Located between the historic Dilworth and Myers Park neighborhoods, Freedom Park is considered the Central Park of Charlotte. Spanning 98 acres (40 hectares), this popular park includes a 7-acre (3-hectare) lake, green spaces, walking and biking trails, sporting fields and courts, a demonstration garden, bandshell, and concessions.
At the intersection of Trade and Tryon Streets in Charlotte lies Independence Square, a focal point of the city that features a public art display. Erected in 1995 and completed by American sculptor Raymond Kaskey, the square hosts four, 24-foot-high bronze figures that personify Charlotte’s past and future.
Victorian mansions line the shady streets of Charlotte’s historic Fourth Ward, among the city’s most prosperous neighborhoods during the mid-19th century. Today, it remains one of the most charming, with shopping boutiques and restaurants filling out many of the lovingly restored homes.

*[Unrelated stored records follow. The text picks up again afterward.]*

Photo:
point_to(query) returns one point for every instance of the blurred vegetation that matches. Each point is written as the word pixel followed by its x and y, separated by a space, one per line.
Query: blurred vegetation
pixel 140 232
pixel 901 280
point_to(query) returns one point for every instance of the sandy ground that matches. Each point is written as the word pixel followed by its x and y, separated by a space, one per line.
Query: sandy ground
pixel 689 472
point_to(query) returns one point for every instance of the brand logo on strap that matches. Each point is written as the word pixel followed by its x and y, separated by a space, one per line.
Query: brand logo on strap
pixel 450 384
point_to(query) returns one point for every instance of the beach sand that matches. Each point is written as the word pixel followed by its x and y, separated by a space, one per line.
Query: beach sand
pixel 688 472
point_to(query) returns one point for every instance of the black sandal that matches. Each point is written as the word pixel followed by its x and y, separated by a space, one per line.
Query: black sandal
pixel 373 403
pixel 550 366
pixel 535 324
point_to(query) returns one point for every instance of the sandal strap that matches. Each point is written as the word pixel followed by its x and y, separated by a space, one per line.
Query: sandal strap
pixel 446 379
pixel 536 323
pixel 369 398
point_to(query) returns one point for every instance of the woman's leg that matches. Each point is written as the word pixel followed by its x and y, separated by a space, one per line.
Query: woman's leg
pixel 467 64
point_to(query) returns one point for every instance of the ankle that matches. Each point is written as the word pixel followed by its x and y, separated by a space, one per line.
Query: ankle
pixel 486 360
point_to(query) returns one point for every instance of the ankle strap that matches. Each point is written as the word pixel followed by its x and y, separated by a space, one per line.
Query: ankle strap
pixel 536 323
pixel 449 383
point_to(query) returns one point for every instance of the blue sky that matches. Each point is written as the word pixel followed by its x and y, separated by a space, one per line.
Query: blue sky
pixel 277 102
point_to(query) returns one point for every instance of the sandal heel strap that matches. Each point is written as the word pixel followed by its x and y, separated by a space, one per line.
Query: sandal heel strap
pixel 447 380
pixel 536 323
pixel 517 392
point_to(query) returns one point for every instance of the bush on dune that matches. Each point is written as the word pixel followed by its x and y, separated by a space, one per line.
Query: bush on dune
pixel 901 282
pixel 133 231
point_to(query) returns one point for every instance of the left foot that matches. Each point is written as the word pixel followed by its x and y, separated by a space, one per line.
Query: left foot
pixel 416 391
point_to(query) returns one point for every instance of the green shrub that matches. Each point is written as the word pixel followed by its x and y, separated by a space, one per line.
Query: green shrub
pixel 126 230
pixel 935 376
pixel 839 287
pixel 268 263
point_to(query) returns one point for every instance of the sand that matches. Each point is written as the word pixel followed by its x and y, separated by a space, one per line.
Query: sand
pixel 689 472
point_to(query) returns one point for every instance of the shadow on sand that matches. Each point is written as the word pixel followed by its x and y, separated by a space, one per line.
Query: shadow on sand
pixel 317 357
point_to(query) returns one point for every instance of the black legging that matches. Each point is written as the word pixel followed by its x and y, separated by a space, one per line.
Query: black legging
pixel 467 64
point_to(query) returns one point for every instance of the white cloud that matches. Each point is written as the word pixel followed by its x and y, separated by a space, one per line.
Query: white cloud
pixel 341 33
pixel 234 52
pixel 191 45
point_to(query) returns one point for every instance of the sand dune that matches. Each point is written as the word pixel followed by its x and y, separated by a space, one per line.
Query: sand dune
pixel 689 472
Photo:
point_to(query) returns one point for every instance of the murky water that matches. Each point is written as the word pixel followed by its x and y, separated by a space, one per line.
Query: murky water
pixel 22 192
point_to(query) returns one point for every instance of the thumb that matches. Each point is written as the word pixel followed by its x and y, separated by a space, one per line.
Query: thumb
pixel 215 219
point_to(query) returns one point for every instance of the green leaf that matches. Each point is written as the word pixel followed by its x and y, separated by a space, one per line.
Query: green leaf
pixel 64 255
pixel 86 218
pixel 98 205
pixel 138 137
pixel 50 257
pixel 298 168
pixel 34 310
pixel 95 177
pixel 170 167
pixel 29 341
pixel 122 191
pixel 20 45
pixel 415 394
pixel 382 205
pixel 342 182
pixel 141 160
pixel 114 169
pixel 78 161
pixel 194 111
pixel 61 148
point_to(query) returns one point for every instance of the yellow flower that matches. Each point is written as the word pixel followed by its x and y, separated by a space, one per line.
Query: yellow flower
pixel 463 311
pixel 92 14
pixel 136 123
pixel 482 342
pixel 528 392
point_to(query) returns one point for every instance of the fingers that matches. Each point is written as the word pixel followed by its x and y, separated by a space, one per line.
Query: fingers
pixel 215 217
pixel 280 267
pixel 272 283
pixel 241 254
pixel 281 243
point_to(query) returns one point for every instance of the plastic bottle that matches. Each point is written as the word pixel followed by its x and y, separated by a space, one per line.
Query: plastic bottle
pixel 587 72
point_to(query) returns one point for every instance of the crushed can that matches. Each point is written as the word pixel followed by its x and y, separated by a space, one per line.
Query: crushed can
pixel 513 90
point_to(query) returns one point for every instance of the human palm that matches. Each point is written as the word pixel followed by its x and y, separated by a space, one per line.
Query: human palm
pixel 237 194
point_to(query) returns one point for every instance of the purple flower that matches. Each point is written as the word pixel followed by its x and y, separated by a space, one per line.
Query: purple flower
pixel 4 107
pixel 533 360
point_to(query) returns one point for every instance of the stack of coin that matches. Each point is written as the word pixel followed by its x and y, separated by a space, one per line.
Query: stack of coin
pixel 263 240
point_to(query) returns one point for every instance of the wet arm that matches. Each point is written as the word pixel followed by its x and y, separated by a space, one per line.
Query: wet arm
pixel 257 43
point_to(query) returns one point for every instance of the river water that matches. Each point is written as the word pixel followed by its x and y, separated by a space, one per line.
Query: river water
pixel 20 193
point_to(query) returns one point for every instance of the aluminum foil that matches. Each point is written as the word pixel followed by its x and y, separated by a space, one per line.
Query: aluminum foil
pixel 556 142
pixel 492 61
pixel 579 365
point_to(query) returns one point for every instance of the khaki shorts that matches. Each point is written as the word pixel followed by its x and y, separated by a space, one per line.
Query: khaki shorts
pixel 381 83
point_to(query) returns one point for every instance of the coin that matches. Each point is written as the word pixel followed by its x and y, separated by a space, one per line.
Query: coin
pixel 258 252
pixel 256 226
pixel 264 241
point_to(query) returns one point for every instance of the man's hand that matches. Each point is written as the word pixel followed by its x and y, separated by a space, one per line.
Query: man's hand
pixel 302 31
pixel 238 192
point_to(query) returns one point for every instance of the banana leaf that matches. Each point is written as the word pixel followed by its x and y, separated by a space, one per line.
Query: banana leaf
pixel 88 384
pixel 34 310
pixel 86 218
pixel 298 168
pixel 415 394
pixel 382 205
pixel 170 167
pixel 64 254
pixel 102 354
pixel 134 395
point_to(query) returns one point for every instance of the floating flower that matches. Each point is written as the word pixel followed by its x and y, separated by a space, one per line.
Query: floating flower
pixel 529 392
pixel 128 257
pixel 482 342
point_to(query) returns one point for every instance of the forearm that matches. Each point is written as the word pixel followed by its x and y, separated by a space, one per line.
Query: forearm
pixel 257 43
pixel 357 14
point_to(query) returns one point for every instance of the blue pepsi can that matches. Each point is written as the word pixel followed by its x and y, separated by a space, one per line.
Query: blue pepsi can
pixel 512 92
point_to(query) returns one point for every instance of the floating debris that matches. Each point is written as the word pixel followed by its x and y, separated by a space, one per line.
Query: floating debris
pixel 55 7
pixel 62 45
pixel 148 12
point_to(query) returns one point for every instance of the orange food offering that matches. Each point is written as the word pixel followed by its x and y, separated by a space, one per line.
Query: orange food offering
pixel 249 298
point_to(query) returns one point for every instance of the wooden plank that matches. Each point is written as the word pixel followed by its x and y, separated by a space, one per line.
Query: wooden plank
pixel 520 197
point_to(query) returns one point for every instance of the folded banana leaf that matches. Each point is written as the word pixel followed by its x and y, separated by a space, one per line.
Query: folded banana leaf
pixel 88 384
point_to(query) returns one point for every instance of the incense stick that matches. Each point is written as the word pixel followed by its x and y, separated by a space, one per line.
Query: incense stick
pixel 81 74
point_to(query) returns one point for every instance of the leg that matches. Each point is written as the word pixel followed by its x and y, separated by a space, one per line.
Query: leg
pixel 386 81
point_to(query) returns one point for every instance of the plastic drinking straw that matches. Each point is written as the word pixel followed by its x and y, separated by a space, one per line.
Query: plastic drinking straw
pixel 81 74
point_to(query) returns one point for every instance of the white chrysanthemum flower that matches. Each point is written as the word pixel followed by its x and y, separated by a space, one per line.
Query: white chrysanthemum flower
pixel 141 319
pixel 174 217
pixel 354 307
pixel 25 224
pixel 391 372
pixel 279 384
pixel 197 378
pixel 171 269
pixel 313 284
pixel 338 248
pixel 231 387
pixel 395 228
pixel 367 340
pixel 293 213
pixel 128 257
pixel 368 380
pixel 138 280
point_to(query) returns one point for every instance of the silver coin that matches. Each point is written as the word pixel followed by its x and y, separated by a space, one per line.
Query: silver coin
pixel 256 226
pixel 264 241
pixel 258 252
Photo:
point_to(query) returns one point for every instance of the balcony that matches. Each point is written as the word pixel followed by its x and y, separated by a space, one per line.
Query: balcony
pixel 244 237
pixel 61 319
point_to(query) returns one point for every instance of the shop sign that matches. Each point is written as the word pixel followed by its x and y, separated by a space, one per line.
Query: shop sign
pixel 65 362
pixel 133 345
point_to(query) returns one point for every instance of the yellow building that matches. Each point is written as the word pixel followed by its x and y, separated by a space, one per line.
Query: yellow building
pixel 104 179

Straddling the border between North and South Carolina the Carowinds theme park south of Charlotte fuses southern charm and fast-paced thrill rides. The nearly 400-acre lot houses more than 60 rides and is divided into eight Carolina-themed sections including the (new for 2016) Carolina Harbor, one of the largest waterparks in the region with a wave pool, a lazy river that crosses the state line that bisects the park, kiddie pools and numerous slides and water rides.
A looped path takes visitors past Planet Snoopy’s little kids’ rides, the massive Intimidator coaster inspired by southern race car drivers, the Dinosaurs Alive park – a forest filled with more than 30 animatronic ancient beasts – a 3D theater that hosts regular battles between zombies and plants, traditional fair rides, the inverting stand-up coaster called the Vortex and other thrill rides including the new Fury 325 coaster. The Fury 325 coaster soars 325 feet off the ground before dropping down at speeds of 95 miles per hour; it was the tallest giga-coaster in the world when it was unveiled in 2015.
Under the Cedar Fair umbrella that also owns Cedar Point, Carowinds is a well-oiled machine that shares many features with the other parks in its brand. Expect the sounds of carnival music, shrieking children and southern summer heat while waiting your turn in the regularly long lines.